Now, there was a time when it was thought that only rich people use petrol. That was until ‘I pass my neighbour’ became a byword for survival in Nigeria. When that thought existed, and when we all didn’t know that kerosene and Jet A1 (the fuel used for airplanes) were not particularly too far apart, kerosene was what the poor used to power their lanterns, kerosene stoves, amongst others. So what did politicians, no, government officials, do – make a kerosene subsidy policy that would put government in such good light and show it to be catering to the vulnerable Nigerian. That’s why they made the subsidy on kerosene so high that for a shipload of the product imported at $30 million, government pays $20 million as subsidy so that kerosene can be sold to ‘poor’ people at N50 a litre. But guess what? It is not sold for that miserable amount – people pay N100, N120, N150/N160 a litre in some places for this product for which government has paid $20 million on behalf of us all as subsidy for a shipload that cost $30 million!

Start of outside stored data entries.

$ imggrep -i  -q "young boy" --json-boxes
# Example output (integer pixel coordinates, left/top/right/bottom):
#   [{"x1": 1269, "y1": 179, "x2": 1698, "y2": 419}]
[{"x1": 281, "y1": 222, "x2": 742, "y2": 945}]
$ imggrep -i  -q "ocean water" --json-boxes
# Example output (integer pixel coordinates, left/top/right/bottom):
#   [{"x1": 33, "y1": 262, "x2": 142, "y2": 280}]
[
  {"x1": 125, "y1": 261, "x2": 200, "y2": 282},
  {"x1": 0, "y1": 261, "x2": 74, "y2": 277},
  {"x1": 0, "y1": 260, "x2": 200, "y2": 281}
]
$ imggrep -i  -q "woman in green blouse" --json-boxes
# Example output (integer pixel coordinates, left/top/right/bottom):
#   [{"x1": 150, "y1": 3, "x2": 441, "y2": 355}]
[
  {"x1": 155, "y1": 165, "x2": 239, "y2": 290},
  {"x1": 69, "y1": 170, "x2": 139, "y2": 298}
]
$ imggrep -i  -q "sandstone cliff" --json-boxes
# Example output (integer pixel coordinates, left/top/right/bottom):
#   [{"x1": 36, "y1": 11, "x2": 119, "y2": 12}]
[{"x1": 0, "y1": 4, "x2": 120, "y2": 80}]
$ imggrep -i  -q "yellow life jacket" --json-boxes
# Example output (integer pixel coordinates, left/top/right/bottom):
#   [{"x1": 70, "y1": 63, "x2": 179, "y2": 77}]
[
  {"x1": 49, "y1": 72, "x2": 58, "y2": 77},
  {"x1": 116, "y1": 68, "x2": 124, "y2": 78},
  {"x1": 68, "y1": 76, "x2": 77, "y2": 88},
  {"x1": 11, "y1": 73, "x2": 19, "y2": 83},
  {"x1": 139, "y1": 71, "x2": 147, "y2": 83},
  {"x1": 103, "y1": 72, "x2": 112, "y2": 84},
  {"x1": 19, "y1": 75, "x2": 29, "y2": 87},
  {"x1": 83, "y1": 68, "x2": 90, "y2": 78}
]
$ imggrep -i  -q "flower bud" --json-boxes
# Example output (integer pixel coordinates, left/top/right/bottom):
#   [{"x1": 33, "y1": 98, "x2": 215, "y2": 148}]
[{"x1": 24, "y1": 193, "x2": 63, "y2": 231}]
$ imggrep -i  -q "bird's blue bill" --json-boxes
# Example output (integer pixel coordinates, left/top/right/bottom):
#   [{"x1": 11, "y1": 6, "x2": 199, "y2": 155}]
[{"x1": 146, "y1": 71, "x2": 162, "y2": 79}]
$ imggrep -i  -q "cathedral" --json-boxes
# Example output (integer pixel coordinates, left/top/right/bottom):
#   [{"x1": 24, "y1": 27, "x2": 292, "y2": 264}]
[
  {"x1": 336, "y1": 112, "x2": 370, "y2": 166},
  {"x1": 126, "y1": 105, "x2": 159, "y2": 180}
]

It is that simple. It is a naïve viewpoint to ask: If this was happening, why has government never been forced to be sufficiently angry to do something? Why is it that the NNPC, the monopolist importer of kerosene, and the ministry of petroleum resources that is supposed to be in charge of this policy implementation not sufficiently angry to do something about it? How can government mean to use policy to touch the lives of citizens and not bother that it is implemented ineffectively? This is serious. It beats naïve people like me who think that this is just too simple to be allowed to smell so foully as it currently does! Our ancestors are still angry!